Employment law continued to exclude domestic workers from a number of protections, including the country’s minimum wage. Labor courts resolved 14,009 labor disputes and ordered employers to provide workers back wages of more than 34.4 million RM ($8.33 million) and levied fines against employers who violated the labor law of 1.35 million RM ($326,880). The government did not demonstrate efforts to reduce demand for commercial sex. The government provided anti-trafficking training for its diplomatic personnel and its troops prior to their deployment abroad on international peacekeeping missions.

TRAFFICKING PROFILE

As reported over the past five years, human traffickers exploit domestic and foreign victims in Malaysia, and to a lesser extent, traffickers exploit victims from Malaysia abroad. The overwhelming majority of victims are among the estimated two million documented and an even greater number of undocumented migrant workers in Malaysia. Foreign workers constitute more than 20 percent of the Malaysian workforce and typically migrate voluntarily—often through irregular channels—from Indonesia, Bangladesh, the Philippines, Nepal, Burma, Cambodia, Vietnam, India, Thailand, and Laos. Employers, employment agents, and illegal sub-agents exploit some migrants in labor trafficking primarily through debt-based coercion when the workers are unable to pay the fees for recruitment and associated travel.

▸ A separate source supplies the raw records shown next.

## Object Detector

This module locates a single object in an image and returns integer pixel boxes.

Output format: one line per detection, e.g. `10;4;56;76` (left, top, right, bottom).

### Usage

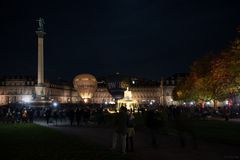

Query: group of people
0;107;34;123
0;105;240;154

Some agents in labor source countries impose onerous fees on workers before they arrive in Malaysia and Malaysian agents administer additional fees after arrival—in some cases causing debt bondage. Large organized crime syndicates are responsible for some instances of trafficking. Employers exploit some migrant workers in labor trafficking on oil palm and agricultural plantations; at construction sites; in the electronics, garment, and rubber-product industries; and in homes as domestic workers. Employers utilize practices indicative of forced labor, such as restrictions on movement, violating contracts, wage fraud, the imposition of significant debts, and passport retention—which remained widespread. Malaysian law allows employers to hold workers’ passports with the workers’ permission, but it is difficult to determine if workers have freely given permission, and some employers retain the passports to prevent workers from changing jobs. Pervasive corruption and official complicity related to processes for foreign nationals to work in Malaysia increase the cost of migration and consequently increase a migrant worker’s vulnerability to trafficking through debt-based coercion.

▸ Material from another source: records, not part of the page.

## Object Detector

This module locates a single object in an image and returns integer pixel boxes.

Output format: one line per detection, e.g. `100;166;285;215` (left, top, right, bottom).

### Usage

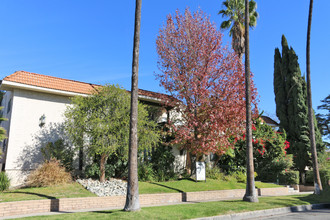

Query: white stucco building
0;71;184;186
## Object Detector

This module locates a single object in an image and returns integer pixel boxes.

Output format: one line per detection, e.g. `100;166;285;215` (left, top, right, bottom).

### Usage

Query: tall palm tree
124;0;142;211
243;0;258;202
218;0;258;59
306;0;322;194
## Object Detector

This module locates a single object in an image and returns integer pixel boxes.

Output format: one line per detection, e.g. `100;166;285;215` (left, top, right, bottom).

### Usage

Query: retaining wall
0;187;289;218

Traffickers recruit some young foreign women—mainly from Southeast Asia, although also recently from Nigeria—ostensibly for legal work in Malaysian restaurants, hotels, and beauty salons, but instead compel them into prostitution. Traffickers compel some women and girls into commercial sex through brokered marriages. Traffickers also compel men and children into commercial sex, although less frequently. More than 163,000 registered refugees and asylum-seekers in Malaysia lack formal status and the ability to obtain legal work permits, leaving them vulnerable to trafficking. Many refugees incur large smuggling debts, which traffickers then use to exploit refugees. Traffickers exploit Malaysian orphans and children from refugee communities in forced begging. Traffickers increasingly exploit Malaysian women and children in forced labor. Media report young male and female Malaysians pay recruitment fees for promised high-paying jobs, but traffickers transfer them to Cambodia and exploit them and authorities arrest them for immigration violations. In order to circumvent the Indonesian government’s ban on Indonesian migration to 21 countries, some Indonesian workers transit Malaysia legally en route to Middle Eastern countries, where traffickers exploit some into forced labor.